Fizikçi, matematikçi, kimyacı, jeolog ve antropologdan oluşan bir heyetin araştırma
yaptıkları arazide birden yaz yağmuru başlar. Hemen yakında ki bir eve sığınırlar. Ev
sahibi konuklarını içeri buyur edip hoş sohpet ettikten sonra onlardan izin ister, Bir
şeyler hazırlamak için mutfağa geçer. Ev sahibi yanlarından ayrılınca hepsinin
dikkatini çeken odadaki soba üzerinde sohbete başlarlar. Soba yerden bir metre kadar
yukarıda, altındaki dizili taşların üzerindedir. Sobanın niçin böyle kurulmuş
olabileceğine dair sohpet kısa bir zaman içinde tartışmaya dönüşür. Kimyacı: “Adam
sobayı yükselterek aktivasyon enerjisini düşürmüş, böylece daha kolay yakmayı
amaçlamış”; Fizikçi: “Adam sobayı yükselterek konveksiyon yoluyla odanın daha
kısa sürede ısınmasını sağlamak istemiş”; Jeolog: “Burası tektonik hareketlilik
bölgesi olduğundan, herhangi bir deprem anında sobanın taşların üzerine yıkılmasını
sağlayarak yangın olasılığını azaltmayı amaçlamış”; Matematikçi: “Sobayı odanın
geometrik merkezine kurmuş, böylece de odanın düzgün bir şekilde ısınmasını
sağlamış”; Antropolog: “Adam ilkel topluluklarda görülen ateşe tapmanın daha hafif
biçimi olan ateşe saygı nedeniyle sobayı yukarı kurmuş.” der.
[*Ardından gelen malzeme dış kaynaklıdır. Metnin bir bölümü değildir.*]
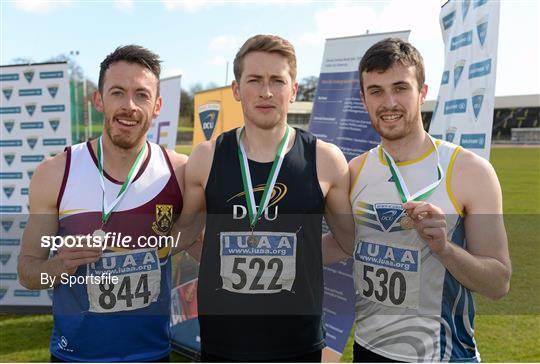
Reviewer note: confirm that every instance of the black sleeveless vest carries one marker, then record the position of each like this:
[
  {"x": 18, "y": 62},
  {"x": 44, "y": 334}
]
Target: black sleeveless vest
[{"x": 261, "y": 322}]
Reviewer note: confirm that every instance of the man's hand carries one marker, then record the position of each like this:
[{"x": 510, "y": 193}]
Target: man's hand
[{"x": 430, "y": 222}]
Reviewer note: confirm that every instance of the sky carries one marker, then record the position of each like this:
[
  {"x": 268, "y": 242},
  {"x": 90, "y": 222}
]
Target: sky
[{"x": 196, "y": 38}]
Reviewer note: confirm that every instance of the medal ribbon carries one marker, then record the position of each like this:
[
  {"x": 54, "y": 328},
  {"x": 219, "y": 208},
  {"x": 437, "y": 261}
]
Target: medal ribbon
[
  {"x": 254, "y": 213},
  {"x": 402, "y": 189},
  {"x": 106, "y": 208}
]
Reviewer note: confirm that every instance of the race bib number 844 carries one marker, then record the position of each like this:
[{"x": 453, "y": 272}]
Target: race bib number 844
[
  {"x": 264, "y": 263},
  {"x": 139, "y": 281}
]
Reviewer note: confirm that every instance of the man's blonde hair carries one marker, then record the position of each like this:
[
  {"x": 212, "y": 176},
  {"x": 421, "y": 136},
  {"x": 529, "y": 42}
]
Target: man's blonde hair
[{"x": 265, "y": 43}]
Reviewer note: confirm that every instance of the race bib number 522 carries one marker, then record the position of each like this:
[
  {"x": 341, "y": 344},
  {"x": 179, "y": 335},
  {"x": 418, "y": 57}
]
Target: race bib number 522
[
  {"x": 258, "y": 264},
  {"x": 139, "y": 277},
  {"x": 388, "y": 274}
]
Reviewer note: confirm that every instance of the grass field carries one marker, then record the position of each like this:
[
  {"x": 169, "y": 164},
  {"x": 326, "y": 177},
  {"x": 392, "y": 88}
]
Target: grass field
[{"x": 506, "y": 331}]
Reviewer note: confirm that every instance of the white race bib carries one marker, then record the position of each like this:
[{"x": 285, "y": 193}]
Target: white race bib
[
  {"x": 266, "y": 266},
  {"x": 139, "y": 277},
  {"x": 388, "y": 274}
]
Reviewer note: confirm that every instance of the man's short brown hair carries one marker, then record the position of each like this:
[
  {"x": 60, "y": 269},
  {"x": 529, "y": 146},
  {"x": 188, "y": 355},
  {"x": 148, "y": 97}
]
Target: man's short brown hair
[
  {"x": 385, "y": 54},
  {"x": 265, "y": 43},
  {"x": 131, "y": 54}
]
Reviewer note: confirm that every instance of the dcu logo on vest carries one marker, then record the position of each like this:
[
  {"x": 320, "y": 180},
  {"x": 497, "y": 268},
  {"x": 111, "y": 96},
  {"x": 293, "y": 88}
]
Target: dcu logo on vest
[
  {"x": 208, "y": 114},
  {"x": 163, "y": 223},
  {"x": 271, "y": 212}
]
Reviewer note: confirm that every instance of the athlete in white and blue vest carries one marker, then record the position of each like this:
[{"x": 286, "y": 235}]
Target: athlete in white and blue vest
[
  {"x": 123, "y": 186},
  {"x": 429, "y": 228}
]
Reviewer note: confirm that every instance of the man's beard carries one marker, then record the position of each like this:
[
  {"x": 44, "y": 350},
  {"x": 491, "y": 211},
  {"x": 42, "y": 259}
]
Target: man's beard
[{"x": 122, "y": 141}]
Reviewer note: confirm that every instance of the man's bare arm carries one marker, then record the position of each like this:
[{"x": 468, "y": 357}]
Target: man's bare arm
[
  {"x": 192, "y": 218},
  {"x": 484, "y": 266},
  {"x": 43, "y": 221},
  {"x": 333, "y": 174}
]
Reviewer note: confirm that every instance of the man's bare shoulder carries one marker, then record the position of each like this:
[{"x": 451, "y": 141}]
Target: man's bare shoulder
[
  {"x": 200, "y": 162},
  {"x": 468, "y": 166},
  {"x": 329, "y": 153},
  {"x": 475, "y": 183},
  {"x": 356, "y": 162},
  {"x": 177, "y": 159},
  {"x": 46, "y": 183}
]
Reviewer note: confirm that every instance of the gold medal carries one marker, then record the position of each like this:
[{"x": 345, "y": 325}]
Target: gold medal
[
  {"x": 406, "y": 222},
  {"x": 100, "y": 234},
  {"x": 252, "y": 240}
]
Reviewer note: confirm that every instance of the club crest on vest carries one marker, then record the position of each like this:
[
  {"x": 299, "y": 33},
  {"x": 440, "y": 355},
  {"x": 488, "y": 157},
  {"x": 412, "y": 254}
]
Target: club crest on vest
[{"x": 163, "y": 223}]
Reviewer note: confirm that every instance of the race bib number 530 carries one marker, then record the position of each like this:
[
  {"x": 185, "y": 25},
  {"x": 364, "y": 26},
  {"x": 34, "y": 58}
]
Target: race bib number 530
[
  {"x": 139, "y": 277},
  {"x": 388, "y": 274},
  {"x": 264, "y": 263}
]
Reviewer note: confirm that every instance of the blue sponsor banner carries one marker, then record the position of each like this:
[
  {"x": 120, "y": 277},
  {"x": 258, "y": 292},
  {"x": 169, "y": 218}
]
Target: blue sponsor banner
[
  {"x": 387, "y": 256},
  {"x": 7, "y": 92},
  {"x": 480, "y": 69},
  {"x": 30, "y": 92},
  {"x": 8, "y": 190},
  {"x": 9, "y": 158},
  {"x": 51, "y": 74},
  {"x": 11, "y": 209},
  {"x": 10, "y": 242},
  {"x": 458, "y": 70},
  {"x": 25, "y": 293},
  {"x": 448, "y": 20},
  {"x": 53, "y": 108},
  {"x": 9, "y": 77},
  {"x": 53, "y": 90},
  {"x": 9, "y": 124},
  {"x": 10, "y": 110},
  {"x": 54, "y": 123},
  {"x": 270, "y": 244},
  {"x": 11, "y": 143},
  {"x": 58, "y": 141},
  {"x": 32, "y": 125},
  {"x": 4, "y": 258},
  {"x": 462, "y": 40},
  {"x": 473, "y": 141},
  {"x": 481, "y": 30},
  {"x": 11, "y": 175},
  {"x": 339, "y": 298},
  {"x": 339, "y": 116},
  {"x": 29, "y": 75},
  {"x": 478, "y": 3},
  {"x": 457, "y": 106},
  {"x": 445, "y": 78},
  {"x": 477, "y": 101},
  {"x": 208, "y": 115},
  {"x": 10, "y": 276},
  {"x": 465, "y": 4},
  {"x": 32, "y": 141},
  {"x": 6, "y": 224},
  {"x": 32, "y": 158}
]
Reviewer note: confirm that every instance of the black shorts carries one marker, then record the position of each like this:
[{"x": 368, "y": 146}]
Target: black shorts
[
  {"x": 314, "y": 357},
  {"x": 363, "y": 355}
]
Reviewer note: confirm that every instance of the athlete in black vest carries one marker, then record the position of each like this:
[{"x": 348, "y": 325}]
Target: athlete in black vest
[{"x": 265, "y": 188}]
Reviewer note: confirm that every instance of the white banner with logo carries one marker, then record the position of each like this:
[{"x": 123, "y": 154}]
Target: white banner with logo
[
  {"x": 164, "y": 127},
  {"x": 35, "y": 123},
  {"x": 463, "y": 112}
]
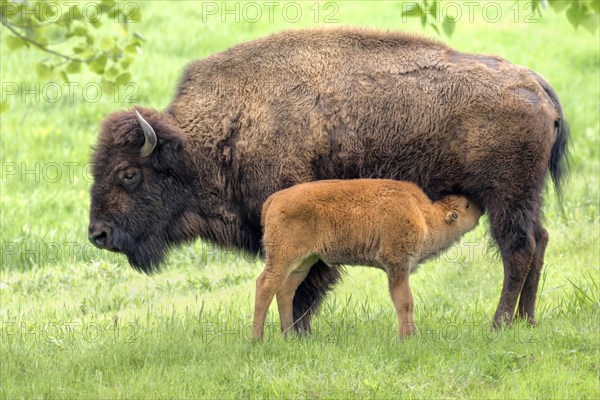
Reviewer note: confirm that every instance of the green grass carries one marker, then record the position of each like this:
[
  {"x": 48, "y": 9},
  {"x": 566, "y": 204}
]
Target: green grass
[{"x": 77, "y": 323}]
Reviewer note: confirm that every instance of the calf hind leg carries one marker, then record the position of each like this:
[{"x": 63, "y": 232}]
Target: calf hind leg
[{"x": 285, "y": 296}]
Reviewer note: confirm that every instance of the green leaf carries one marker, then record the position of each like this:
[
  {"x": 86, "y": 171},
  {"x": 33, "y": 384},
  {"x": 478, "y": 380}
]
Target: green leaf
[
  {"x": 80, "y": 31},
  {"x": 15, "y": 43},
  {"x": 43, "y": 71},
  {"x": 575, "y": 14},
  {"x": 449, "y": 25},
  {"x": 124, "y": 78},
  {"x": 413, "y": 10},
  {"x": 98, "y": 65},
  {"x": 133, "y": 48},
  {"x": 559, "y": 5},
  {"x": 594, "y": 5},
  {"x": 112, "y": 72},
  {"x": 590, "y": 23},
  {"x": 75, "y": 13},
  {"x": 74, "y": 67}
]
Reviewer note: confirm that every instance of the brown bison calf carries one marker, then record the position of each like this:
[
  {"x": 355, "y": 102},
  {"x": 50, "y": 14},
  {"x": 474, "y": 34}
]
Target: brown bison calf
[{"x": 387, "y": 224}]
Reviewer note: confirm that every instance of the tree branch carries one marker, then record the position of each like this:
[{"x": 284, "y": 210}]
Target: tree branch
[{"x": 40, "y": 46}]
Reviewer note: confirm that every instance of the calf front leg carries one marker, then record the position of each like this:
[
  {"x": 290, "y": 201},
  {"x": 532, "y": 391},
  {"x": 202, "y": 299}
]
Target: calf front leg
[
  {"x": 267, "y": 285},
  {"x": 402, "y": 298}
]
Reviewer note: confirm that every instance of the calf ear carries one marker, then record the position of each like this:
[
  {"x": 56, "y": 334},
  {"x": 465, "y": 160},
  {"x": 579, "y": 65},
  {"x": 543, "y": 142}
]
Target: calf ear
[{"x": 451, "y": 217}]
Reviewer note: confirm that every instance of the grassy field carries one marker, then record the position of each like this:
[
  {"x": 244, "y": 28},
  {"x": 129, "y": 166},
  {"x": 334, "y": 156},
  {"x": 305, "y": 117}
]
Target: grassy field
[{"x": 78, "y": 323}]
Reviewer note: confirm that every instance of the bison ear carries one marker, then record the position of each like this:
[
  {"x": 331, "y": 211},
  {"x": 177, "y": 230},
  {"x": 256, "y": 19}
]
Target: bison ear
[
  {"x": 150, "y": 138},
  {"x": 451, "y": 217}
]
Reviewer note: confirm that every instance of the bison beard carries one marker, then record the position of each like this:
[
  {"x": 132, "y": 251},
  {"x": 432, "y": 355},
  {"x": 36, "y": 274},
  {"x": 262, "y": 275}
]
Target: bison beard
[{"x": 332, "y": 104}]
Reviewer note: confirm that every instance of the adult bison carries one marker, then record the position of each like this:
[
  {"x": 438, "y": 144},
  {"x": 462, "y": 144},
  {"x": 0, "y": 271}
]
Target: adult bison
[{"x": 323, "y": 104}]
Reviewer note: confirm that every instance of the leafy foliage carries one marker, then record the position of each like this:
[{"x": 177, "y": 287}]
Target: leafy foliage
[
  {"x": 433, "y": 13},
  {"x": 74, "y": 35}
]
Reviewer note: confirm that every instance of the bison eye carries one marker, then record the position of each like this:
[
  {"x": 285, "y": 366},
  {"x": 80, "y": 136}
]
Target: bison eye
[{"x": 129, "y": 177}]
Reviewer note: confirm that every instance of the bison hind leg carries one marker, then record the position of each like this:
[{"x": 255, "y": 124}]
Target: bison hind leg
[{"x": 311, "y": 292}]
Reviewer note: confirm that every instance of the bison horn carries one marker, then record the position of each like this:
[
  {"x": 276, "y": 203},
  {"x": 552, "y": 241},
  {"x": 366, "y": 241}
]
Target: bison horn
[{"x": 149, "y": 135}]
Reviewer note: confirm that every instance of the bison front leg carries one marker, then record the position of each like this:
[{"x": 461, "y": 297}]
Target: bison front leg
[{"x": 517, "y": 264}]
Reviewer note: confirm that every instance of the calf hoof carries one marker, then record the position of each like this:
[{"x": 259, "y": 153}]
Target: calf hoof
[{"x": 407, "y": 330}]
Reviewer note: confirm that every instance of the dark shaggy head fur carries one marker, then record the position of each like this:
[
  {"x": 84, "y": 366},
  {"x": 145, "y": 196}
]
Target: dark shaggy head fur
[{"x": 140, "y": 202}]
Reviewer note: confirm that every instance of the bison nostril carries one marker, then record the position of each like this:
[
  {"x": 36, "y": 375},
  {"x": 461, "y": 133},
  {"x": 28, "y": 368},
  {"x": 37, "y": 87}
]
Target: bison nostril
[
  {"x": 100, "y": 239},
  {"x": 98, "y": 236}
]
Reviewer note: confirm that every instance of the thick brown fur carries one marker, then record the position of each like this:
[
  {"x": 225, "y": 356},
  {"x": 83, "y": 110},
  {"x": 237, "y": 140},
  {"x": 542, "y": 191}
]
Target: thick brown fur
[
  {"x": 340, "y": 103},
  {"x": 387, "y": 224}
]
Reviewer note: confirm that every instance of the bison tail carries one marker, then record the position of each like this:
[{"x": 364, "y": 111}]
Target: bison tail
[
  {"x": 311, "y": 292},
  {"x": 560, "y": 156}
]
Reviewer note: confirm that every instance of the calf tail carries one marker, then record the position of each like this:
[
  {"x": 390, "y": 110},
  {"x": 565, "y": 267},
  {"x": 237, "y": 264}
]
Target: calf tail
[{"x": 311, "y": 292}]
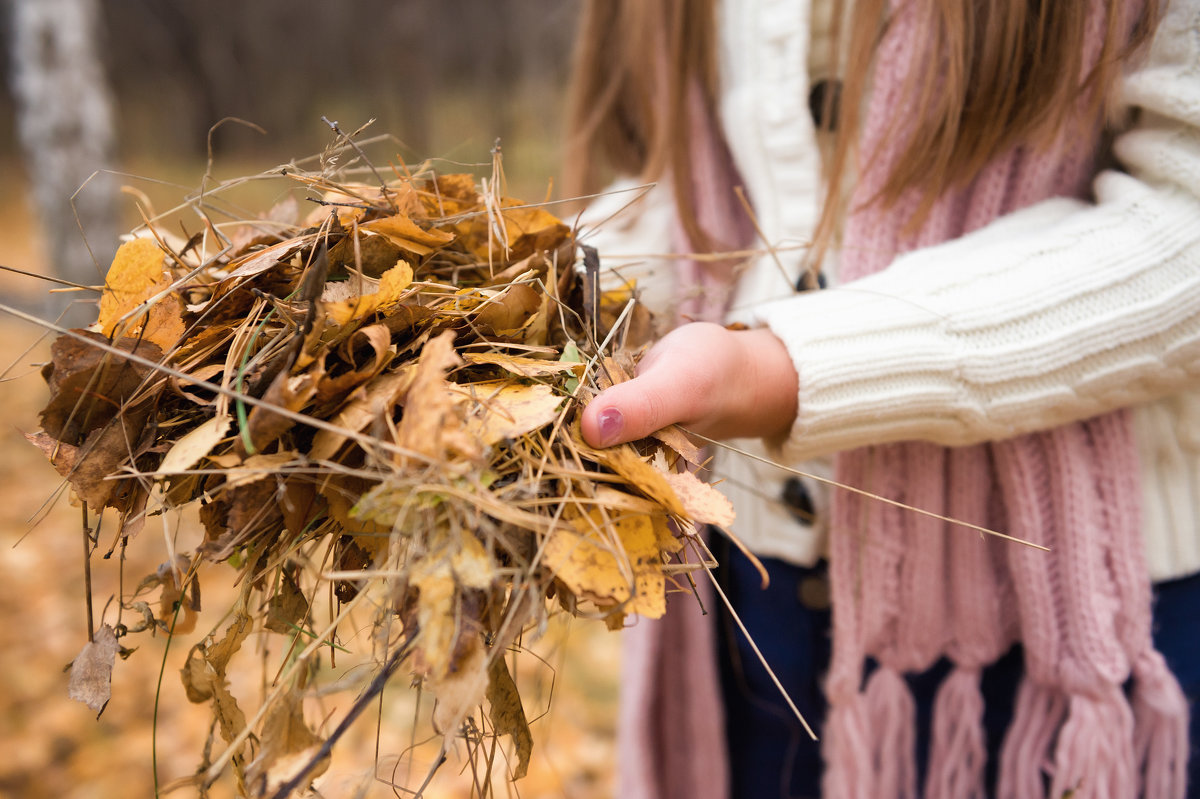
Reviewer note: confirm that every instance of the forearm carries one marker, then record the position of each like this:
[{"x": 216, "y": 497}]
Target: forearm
[{"x": 1006, "y": 331}]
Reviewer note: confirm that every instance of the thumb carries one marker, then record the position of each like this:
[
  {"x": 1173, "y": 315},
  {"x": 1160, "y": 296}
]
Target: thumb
[{"x": 634, "y": 409}]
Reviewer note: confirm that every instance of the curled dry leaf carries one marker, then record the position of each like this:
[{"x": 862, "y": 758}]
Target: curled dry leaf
[{"x": 91, "y": 672}]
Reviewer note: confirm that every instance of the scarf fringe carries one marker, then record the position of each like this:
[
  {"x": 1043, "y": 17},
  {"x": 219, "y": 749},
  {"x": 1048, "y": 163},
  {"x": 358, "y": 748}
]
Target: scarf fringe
[
  {"x": 959, "y": 748},
  {"x": 1025, "y": 755},
  {"x": 893, "y": 716},
  {"x": 1161, "y": 730},
  {"x": 1093, "y": 756},
  {"x": 847, "y": 752}
]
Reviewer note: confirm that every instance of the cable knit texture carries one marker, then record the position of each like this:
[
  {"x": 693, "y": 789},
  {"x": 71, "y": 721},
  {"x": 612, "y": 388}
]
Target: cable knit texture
[
  {"x": 909, "y": 589},
  {"x": 1037, "y": 318}
]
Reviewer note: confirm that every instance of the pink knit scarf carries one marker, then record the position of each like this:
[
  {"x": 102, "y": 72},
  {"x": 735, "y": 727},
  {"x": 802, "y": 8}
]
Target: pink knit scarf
[{"x": 909, "y": 589}]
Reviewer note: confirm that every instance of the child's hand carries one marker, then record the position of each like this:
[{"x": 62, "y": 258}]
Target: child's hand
[{"x": 715, "y": 382}]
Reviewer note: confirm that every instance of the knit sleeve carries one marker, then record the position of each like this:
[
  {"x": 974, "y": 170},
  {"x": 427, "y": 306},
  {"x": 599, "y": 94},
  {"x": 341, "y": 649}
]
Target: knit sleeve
[{"x": 1051, "y": 314}]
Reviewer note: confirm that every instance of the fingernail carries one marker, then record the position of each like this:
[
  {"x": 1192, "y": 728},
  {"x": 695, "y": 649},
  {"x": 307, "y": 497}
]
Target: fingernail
[{"x": 611, "y": 424}]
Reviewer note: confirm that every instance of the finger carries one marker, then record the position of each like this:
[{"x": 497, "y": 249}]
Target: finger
[{"x": 634, "y": 409}]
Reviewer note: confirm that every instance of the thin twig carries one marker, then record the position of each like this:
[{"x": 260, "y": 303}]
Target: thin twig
[{"x": 865, "y": 493}]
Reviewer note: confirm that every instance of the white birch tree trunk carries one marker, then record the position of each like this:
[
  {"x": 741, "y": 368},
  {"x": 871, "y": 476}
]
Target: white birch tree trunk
[{"x": 65, "y": 126}]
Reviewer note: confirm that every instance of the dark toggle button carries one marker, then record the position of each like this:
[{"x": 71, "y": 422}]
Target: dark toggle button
[
  {"x": 814, "y": 592},
  {"x": 802, "y": 287},
  {"x": 825, "y": 100},
  {"x": 798, "y": 502}
]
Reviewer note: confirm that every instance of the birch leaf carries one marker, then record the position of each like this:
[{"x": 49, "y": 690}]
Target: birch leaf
[{"x": 137, "y": 268}]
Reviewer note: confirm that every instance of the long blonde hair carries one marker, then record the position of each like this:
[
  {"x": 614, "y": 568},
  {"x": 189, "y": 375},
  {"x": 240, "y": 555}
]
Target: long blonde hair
[{"x": 993, "y": 74}]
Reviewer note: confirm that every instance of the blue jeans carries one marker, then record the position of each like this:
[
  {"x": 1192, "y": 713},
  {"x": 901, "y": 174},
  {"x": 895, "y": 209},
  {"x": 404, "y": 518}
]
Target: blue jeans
[{"x": 769, "y": 752}]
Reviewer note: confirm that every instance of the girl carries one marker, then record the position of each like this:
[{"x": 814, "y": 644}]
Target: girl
[{"x": 1003, "y": 199}]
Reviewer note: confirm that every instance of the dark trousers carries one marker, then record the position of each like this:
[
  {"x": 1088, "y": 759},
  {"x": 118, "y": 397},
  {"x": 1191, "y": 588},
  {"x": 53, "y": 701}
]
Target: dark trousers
[{"x": 769, "y": 752}]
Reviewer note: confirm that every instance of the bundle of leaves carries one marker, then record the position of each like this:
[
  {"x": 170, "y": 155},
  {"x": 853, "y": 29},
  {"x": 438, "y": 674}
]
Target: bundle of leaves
[{"x": 379, "y": 400}]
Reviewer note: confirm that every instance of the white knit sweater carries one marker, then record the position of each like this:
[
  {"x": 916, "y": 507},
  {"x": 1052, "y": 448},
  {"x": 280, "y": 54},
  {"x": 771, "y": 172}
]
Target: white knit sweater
[{"x": 1055, "y": 313}]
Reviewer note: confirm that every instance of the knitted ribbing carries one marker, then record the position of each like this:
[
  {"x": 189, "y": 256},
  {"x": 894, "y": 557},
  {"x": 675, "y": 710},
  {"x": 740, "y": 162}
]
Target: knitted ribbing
[{"x": 907, "y": 590}]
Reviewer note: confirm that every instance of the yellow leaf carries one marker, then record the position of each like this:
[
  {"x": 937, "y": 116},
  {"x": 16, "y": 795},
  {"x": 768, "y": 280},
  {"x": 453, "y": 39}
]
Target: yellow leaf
[
  {"x": 199, "y": 442},
  {"x": 702, "y": 503},
  {"x": 472, "y": 566},
  {"x": 611, "y": 564},
  {"x": 342, "y": 306},
  {"x": 408, "y": 235},
  {"x": 136, "y": 270},
  {"x": 628, "y": 463},
  {"x": 509, "y": 409},
  {"x": 531, "y": 367},
  {"x": 437, "y": 592}
]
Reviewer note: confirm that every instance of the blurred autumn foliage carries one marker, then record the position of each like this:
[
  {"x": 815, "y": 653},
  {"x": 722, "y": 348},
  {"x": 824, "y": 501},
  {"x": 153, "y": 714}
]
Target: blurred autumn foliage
[{"x": 447, "y": 77}]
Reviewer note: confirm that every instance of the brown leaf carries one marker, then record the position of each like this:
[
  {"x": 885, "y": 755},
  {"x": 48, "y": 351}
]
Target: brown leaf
[
  {"x": 508, "y": 312},
  {"x": 369, "y": 254},
  {"x": 367, "y": 404},
  {"x": 522, "y": 366},
  {"x": 286, "y": 391},
  {"x": 408, "y": 235},
  {"x": 431, "y": 424},
  {"x": 508, "y": 716},
  {"x": 88, "y": 385},
  {"x": 91, "y": 672}
]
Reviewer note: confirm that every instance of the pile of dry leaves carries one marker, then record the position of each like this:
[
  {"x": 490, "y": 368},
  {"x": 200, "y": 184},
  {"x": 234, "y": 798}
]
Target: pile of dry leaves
[{"x": 377, "y": 398}]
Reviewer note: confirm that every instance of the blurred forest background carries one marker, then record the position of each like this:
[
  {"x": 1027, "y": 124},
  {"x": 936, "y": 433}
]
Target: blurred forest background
[{"x": 141, "y": 83}]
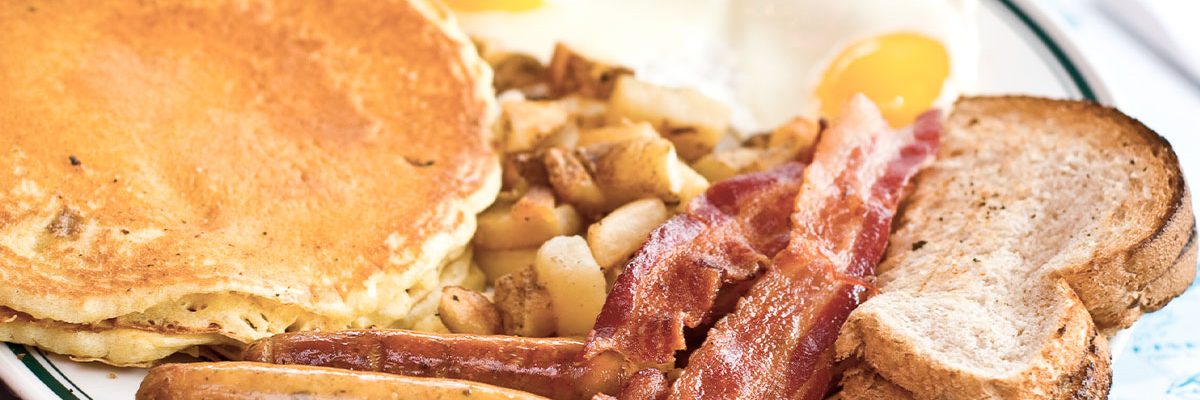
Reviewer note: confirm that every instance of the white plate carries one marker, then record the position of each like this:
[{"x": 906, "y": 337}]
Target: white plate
[{"x": 1025, "y": 54}]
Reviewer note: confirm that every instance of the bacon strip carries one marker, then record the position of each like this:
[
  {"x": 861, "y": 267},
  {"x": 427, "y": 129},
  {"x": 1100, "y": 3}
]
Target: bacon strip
[
  {"x": 544, "y": 366},
  {"x": 725, "y": 237},
  {"x": 778, "y": 342}
]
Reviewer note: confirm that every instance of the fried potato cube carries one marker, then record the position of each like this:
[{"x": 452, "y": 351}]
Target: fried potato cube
[
  {"x": 622, "y": 232},
  {"x": 631, "y": 169},
  {"x": 575, "y": 282},
  {"x": 615, "y": 133},
  {"x": 634, "y": 169},
  {"x": 496, "y": 263},
  {"x": 570, "y": 72},
  {"x": 689, "y": 119},
  {"x": 525, "y": 305},
  {"x": 468, "y": 312},
  {"x": 525, "y": 124},
  {"x": 528, "y": 222},
  {"x": 516, "y": 71},
  {"x": 586, "y": 112},
  {"x": 521, "y": 171},
  {"x": 573, "y": 181}
]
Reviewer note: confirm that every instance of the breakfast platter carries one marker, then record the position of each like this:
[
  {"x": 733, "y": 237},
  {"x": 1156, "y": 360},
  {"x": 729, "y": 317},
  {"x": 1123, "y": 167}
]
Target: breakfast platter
[{"x": 995, "y": 47}]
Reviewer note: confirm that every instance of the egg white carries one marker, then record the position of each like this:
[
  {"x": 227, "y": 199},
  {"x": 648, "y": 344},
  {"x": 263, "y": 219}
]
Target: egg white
[{"x": 762, "y": 58}]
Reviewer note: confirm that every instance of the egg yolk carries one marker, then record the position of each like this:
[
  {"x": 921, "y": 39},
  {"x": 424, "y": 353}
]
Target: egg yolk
[
  {"x": 493, "y": 5},
  {"x": 901, "y": 72}
]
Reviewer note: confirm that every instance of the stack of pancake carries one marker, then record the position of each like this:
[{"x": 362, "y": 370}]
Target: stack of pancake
[{"x": 180, "y": 175}]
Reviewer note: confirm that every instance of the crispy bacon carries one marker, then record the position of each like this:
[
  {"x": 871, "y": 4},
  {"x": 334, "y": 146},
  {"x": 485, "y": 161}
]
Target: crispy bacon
[
  {"x": 777, "y": 344},
  {"x": 544, "y": 366},
  {"x": 725, "y": 237}
]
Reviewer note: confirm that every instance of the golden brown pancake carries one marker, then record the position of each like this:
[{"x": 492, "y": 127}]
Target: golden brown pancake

Bu sırada ev sahibi misafirlerine ayran yapmış olarak odaya girer. Misafirlere
ayranları dağıttıktan sonra misafirlerin en yaşlısı olan fizikçi: “Siz ayran yaparken biz
aramızda sizin sobanın altını besleyerek yukarı kaldırmanızın nedenini tartıştık ve bir
karara varamadık. Bu konuda bizi bilgilendirirseniz memnun oluruz” dediğinde ev
sahibi hafifçe tebessüm ederek cevap verir: “Boru yetmedi efendim!”
Sizin anlayacağınız insanları anlamak zordur. Herkes olaylara kendi merkezinden
bakar. Doğal olarak “kendi merkezli” görür. Ne kadar farklı bakarsak bakalım, ortak
paydamız; benci insan olmamızdır. Oysa her insanın, insanlığa karşı yapması gereken
bir borcu vardır. O’da “hoşgörü ve adalettir.” Adaletin ve hoşgörünün olmadığı
toplumlar da; biz de olduğu gibi, olaylara bakışımız hep kendi çıkarımız üzerine
olmuştur. Onun için de iki yakamız bir araya gelmiyor.